The ESA spacecraft Mars Express took this new image of the Phobos-Grunt landing area on March 7, 2010. The insert marks the proposed landing region and sites for Phobos-Grunt. See the full story.
Credit: ESA/DLR/FU Berlin (G. Neukum)
New photos of the Mars' moon Phobos reveal the Martian satellite as a strange, potato-shaped moon, and show potential landing zones being considered for a future robotic probe.
The images, taken by Europe's Mars Express spacecraft during a March 7 flyby, reveal the rocky Phobos in stunning detail with a resolution of just 14.5 feet per pixel. The new Phobos photos also show the proposed landing sites for Russia's forthcoming Phobos-Grunt mission, which is designed to bring samples of the Martian moon back to Earth.

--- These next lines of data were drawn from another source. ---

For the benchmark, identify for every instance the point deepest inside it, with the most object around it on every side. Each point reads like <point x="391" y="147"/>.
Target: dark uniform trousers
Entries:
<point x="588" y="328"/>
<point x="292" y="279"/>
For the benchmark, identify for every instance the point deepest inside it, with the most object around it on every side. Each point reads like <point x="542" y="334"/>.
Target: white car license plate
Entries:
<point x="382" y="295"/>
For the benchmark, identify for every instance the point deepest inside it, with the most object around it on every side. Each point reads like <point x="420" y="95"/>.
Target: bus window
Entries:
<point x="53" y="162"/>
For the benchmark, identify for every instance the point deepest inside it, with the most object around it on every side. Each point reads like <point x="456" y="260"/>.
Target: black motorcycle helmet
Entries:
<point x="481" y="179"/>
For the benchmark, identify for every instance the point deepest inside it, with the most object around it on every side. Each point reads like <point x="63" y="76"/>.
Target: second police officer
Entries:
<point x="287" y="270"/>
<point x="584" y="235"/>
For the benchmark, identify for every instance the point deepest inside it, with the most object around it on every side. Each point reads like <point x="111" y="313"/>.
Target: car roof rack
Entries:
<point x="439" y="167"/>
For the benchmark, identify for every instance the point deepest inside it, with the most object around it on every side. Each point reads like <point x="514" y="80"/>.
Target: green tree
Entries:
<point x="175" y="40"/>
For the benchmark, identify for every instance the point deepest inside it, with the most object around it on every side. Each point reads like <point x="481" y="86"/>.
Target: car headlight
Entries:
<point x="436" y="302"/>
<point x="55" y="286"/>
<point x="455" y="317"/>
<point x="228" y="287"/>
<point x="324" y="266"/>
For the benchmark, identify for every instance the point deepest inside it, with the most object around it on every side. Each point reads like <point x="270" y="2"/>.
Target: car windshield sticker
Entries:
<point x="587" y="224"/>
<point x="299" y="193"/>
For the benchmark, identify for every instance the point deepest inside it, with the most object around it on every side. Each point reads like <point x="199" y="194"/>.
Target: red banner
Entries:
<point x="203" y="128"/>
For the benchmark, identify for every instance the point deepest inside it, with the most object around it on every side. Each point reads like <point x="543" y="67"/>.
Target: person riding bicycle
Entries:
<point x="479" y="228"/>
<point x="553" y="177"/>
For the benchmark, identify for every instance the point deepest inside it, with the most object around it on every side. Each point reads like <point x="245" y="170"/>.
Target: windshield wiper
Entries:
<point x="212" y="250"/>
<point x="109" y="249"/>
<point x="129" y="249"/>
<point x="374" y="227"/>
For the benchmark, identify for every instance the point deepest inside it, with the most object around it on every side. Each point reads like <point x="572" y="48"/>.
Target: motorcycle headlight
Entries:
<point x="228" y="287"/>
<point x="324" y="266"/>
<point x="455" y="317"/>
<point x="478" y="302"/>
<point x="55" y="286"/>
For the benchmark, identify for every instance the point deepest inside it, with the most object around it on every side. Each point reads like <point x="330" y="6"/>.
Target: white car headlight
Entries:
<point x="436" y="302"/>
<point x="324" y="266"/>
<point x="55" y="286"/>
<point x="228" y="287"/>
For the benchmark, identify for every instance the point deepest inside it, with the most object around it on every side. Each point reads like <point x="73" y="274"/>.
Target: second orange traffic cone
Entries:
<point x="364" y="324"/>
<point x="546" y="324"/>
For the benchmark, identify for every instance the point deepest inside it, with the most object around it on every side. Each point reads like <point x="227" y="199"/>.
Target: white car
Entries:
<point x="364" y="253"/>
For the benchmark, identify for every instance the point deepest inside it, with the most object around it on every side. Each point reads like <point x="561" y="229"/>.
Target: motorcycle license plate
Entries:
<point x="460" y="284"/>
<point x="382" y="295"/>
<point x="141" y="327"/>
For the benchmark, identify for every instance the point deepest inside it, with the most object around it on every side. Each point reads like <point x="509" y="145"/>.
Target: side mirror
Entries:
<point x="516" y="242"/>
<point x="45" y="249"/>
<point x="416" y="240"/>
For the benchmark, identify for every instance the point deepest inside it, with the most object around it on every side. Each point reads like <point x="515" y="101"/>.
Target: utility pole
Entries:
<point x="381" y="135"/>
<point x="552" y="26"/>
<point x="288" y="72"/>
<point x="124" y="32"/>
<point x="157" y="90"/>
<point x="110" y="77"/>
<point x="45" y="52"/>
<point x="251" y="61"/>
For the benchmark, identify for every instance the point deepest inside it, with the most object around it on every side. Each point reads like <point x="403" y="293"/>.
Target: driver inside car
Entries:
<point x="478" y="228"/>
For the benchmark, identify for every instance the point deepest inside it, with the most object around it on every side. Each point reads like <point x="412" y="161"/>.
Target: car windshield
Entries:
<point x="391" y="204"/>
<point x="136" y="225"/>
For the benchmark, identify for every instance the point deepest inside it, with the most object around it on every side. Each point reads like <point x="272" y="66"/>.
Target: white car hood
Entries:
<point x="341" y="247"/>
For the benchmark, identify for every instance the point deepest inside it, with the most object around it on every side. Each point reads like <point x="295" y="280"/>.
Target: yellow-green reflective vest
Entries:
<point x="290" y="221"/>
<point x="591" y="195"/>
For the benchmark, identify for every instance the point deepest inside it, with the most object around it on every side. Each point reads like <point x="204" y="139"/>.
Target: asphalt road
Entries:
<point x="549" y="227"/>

The new images follow up on Mars Express' closest-ever flyby of Phobos on March 3. That pass did not yield any pretty pictures, however, as the research experiment ongoing at that time investigated the mass and gravity of the small moon.
The European Space Agency's Mars Express spacecraft orbits the red planet in a highly elliptical, polar orbit that brings it close to Phobos every five months. It is the only spacecraft currently in orbit around Mars whose orbit reaches far enough from the planet to provide a close-up view of Phobos.

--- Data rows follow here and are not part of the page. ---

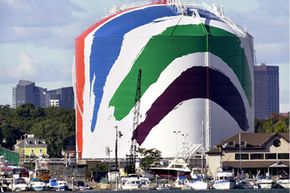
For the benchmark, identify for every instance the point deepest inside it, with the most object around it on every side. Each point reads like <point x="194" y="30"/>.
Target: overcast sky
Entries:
<point x="37" y="37"/>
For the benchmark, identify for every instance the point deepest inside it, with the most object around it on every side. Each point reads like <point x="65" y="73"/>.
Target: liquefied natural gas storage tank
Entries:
<point x="165" y="74"/>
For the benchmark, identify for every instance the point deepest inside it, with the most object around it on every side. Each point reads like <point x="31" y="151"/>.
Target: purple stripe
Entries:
<point x="196" y="82"/>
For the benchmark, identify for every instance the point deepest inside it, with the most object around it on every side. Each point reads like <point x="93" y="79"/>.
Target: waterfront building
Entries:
<point x="26" y="92"/>
<point x="31" y="147"/>
<point x="266" y="91"/>
<point x="251" y="153"/>
<point x="62" y="97"/>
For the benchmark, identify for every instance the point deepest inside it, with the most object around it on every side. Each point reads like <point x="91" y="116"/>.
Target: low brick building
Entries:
<point x="252" y="153"/>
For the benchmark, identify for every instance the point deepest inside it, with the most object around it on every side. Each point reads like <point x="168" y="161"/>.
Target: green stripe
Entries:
<point x="173" y="43"/>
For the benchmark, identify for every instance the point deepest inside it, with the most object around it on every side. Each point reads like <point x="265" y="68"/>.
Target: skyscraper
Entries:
<point x="26" y="92"/>
<point x="266" y="91"/>
<point x="62" y="97"/>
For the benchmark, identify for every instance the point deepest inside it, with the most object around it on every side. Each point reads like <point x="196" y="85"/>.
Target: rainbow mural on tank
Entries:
<point x="195" y="67"/>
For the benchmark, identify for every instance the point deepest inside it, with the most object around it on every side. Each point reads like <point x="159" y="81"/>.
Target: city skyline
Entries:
<point x="40" y="46"/>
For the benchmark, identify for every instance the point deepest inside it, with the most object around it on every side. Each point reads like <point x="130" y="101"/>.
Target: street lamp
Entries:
<point x="176" y="133"/>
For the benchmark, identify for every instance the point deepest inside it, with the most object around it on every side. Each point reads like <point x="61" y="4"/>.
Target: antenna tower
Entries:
<point x="131" y="159"/>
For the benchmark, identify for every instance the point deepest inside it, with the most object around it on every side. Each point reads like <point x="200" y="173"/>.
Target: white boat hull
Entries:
<point x="284" y="183"/>
<point x="264" y="185"/>
<point x="223" y="185"/>
<point x="198" y="185"/>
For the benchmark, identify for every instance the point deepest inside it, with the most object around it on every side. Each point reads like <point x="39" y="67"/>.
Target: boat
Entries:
<point x="132" y="184"/>
<point x="18" y="184"/>
<point x="284" y="181"/>
<point x="244" y="184"/>
<point x="177" y="167"/>
<point x="36" y="184"/>
<point x="57" y="185"/>
<point x="198" y="184"/>
<point x="224" y="179"/>
<point x="264" y="182"/>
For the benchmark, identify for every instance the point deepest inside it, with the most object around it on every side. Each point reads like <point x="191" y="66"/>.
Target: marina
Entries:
<point x="185" y="124"/>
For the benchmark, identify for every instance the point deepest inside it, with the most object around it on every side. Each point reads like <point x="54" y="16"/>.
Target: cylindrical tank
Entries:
<point x="191" y="68"/>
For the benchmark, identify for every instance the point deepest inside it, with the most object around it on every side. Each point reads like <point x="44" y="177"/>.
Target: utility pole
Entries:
<point x="131" y="159"/>
<point x="118" y="135"/>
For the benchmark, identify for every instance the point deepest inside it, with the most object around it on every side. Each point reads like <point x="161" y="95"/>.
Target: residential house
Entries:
<point x="252" y="154"/>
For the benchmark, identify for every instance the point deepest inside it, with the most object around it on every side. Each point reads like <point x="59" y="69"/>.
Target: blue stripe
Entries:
<point x="107" y="44"/>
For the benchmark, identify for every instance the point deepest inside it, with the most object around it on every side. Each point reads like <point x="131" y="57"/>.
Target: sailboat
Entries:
<point x="199" y="182"/>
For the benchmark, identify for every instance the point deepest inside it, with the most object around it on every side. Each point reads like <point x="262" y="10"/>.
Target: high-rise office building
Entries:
<point x="62" y="97"/>
<point x="266" y="91"/>
<point x="26" y="92"/>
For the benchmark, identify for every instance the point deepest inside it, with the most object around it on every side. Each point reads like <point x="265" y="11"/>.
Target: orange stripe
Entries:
<point x="80" y="77"/>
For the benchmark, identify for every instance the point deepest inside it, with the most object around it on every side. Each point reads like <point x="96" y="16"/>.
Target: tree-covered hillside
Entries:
<point x="55" y="125"/>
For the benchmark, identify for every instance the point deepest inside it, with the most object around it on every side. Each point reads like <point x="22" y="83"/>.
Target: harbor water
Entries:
<point x="199" y="191"/>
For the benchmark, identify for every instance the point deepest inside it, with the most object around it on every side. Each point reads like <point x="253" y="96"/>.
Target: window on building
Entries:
<point x="231" y="143"/>
<point x="242" y="156"/>
<point x="256" y="156"/>
<point x="283" y="155"/>
<point x="243" y="143"/>
<point x="270" y="156"/>
<point x="277" y="142"/>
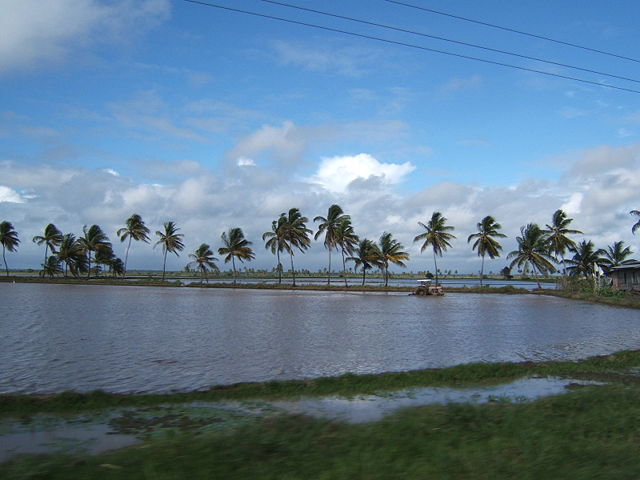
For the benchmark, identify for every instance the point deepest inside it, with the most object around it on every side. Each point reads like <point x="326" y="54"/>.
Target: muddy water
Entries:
<point x="133" y="339"/>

Like Earth's moon, Phobos always shows the same side to its host planet, so in order to observe its far side a spacecraft must fly beyond Phobos' orbit and look inward. Mars Express did just that during three flybys on March 7, 10 and 13.
Phobos is the larger of the two moons of Mars. The smaller satellite is called Deimos.

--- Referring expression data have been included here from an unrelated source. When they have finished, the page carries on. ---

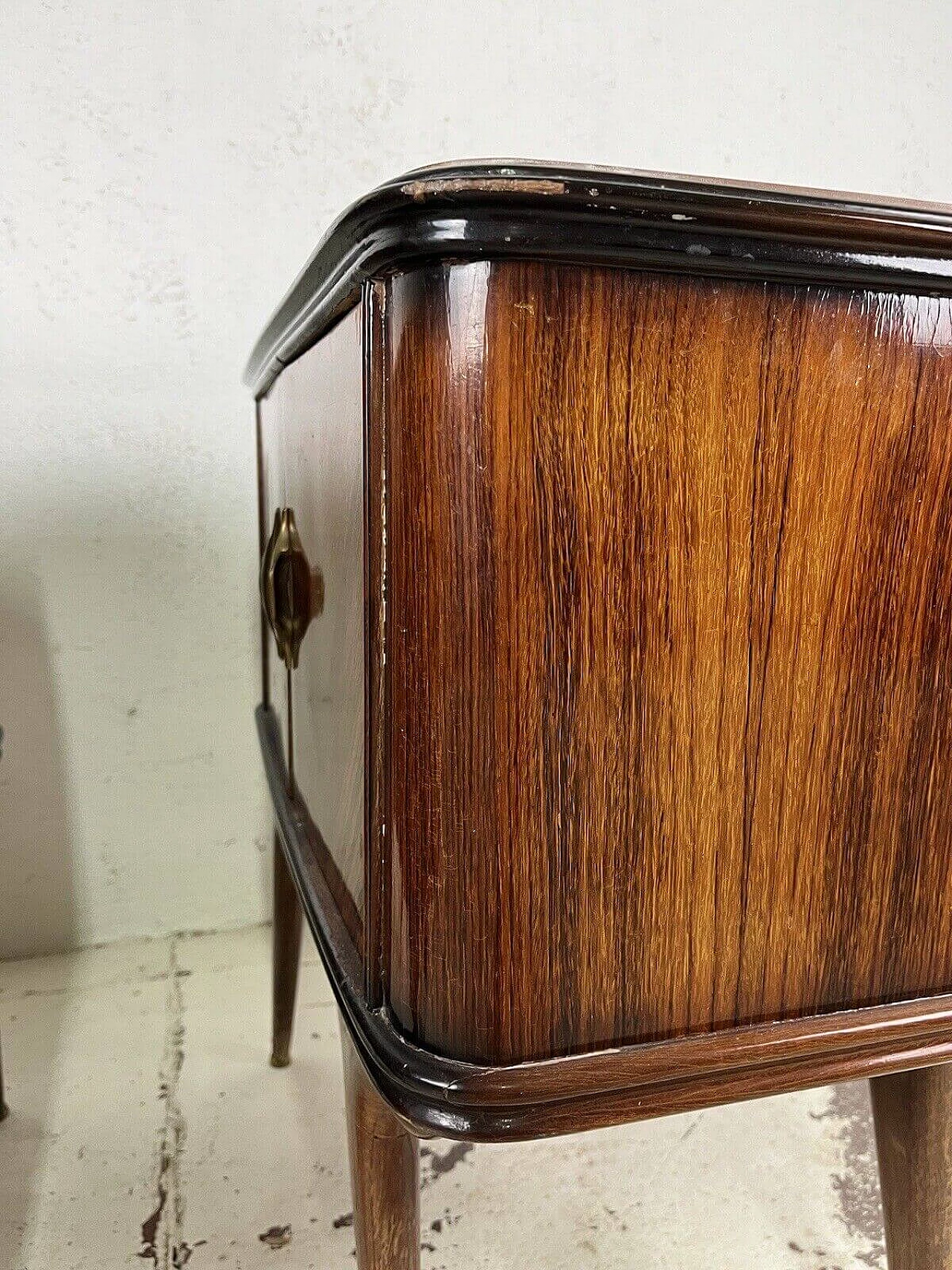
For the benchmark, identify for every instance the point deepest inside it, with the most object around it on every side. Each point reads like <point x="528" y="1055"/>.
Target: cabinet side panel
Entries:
<point x="318" y="404"/>
<point x="669" y="598"/>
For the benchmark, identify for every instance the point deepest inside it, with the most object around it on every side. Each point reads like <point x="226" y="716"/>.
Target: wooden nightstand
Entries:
<point x="607" y="551"/>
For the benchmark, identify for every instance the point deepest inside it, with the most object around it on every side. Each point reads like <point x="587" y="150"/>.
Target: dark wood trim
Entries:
<point x="438" y="1095"/>
<point x="596" y="217"/>
<point x="376" y="867"/>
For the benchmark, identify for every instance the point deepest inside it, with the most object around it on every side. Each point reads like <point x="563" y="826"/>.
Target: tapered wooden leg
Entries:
<point x="285" y="958"/>
<point x="913" y="1114"/>
<point x="385" y="1174"/>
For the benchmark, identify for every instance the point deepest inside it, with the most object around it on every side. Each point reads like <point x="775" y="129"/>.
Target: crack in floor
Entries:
<point x="161" y="1235"/>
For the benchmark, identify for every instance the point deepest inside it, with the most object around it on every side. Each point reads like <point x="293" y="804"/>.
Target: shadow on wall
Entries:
<point x="36" y="878"/>
<point x="36" y="833"/>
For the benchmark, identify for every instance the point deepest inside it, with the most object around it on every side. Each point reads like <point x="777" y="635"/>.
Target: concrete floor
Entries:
<point x="147" y="1128"/>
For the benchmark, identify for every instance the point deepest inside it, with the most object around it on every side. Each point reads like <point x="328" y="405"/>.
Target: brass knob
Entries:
<point x="292" y="594"/>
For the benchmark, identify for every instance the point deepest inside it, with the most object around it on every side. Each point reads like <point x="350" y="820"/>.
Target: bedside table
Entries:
<point x="605" y="527"/>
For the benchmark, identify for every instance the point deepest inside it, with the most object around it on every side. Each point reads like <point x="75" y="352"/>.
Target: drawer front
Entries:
<point x="312" y="461"/>
<point x="669" y="577"/>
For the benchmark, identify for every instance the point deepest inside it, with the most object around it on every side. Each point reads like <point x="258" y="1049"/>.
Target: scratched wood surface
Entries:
<point x="669" y="597"/>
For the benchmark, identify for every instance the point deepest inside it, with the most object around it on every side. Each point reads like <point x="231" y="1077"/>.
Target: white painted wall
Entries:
<point x="167" y="169"/>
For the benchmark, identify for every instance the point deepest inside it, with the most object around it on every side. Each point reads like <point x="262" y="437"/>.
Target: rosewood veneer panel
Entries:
<point x="669" y="594"/>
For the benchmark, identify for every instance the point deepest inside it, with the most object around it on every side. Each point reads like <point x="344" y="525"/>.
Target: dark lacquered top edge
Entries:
<point x="601" y="217"/>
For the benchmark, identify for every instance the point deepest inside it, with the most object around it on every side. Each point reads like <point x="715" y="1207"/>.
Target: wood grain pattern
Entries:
<point x="913" y="1113"/>
<point x="669" y="594"/>
<point x="286" y="957"/>
<point x="312" y="440"/>
<point x="385" y="1169"/>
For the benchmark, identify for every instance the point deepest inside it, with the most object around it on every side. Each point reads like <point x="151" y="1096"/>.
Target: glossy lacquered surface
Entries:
<point x="513" y="208"/>
<point x="668" y="679"/>
<point x="312" y="461"/>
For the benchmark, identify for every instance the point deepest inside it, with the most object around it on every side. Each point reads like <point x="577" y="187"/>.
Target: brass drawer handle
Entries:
<point x="292" y="594"/>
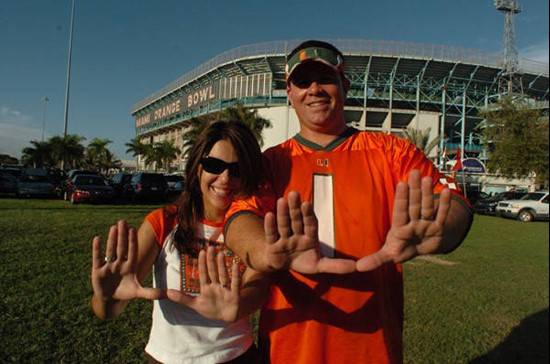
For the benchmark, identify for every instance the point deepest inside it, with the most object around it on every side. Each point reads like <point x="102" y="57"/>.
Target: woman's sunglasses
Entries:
<point x="217" y="166"/>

Scientists still remain puzzled over how Phobos came to be. The Martian moon is not spherical like most moons, and has an irregularly shaped body that measures about 17 miles by 14 miles by 12 miles.
Phobos appears to share many surface characteristics with so-called carbonaceous C-type asteroids, which suggests it might have been captured from this population.
However, it is difficult to explain either the capture mechanism or the subsequent evolution of the orbit into the equatorial plane of Mars.
Another explanation for Phobos suggests that it formed around Mars, and is therefore a remnant from the planetary formation period, ESA officials said.
Fetching some Phobos
In 2011, the Russian Federal Space Agency plans to send the Phobos-Grunt (meaning "Phobos soil") mission to land on the mysterious moon, collect a dirt sample and return it to Earth for analysis.
For operational and landing safety reasons, the proposed landing sites were selected on the far side of Phobos. This region was imaged by the High Resolution Stereo Camera (HRSC) on Mars Express during the July-August 2008 flybys of Phobos.
But new HRSC images showing the vicinity of the landing area under different conditions, such as better illumination from the Sun, remain highly valuable for mission planners.
It is expected that Earth-based ESA stations will take part in controlling Phobos-Grunt, receiving telemetry and making trajectory measurements.
Mars Express will continue to encounter Phobos until the end of March, when the moon will pass out of range. During the remaining flybys, HRSC and other instruments will continue to collect data.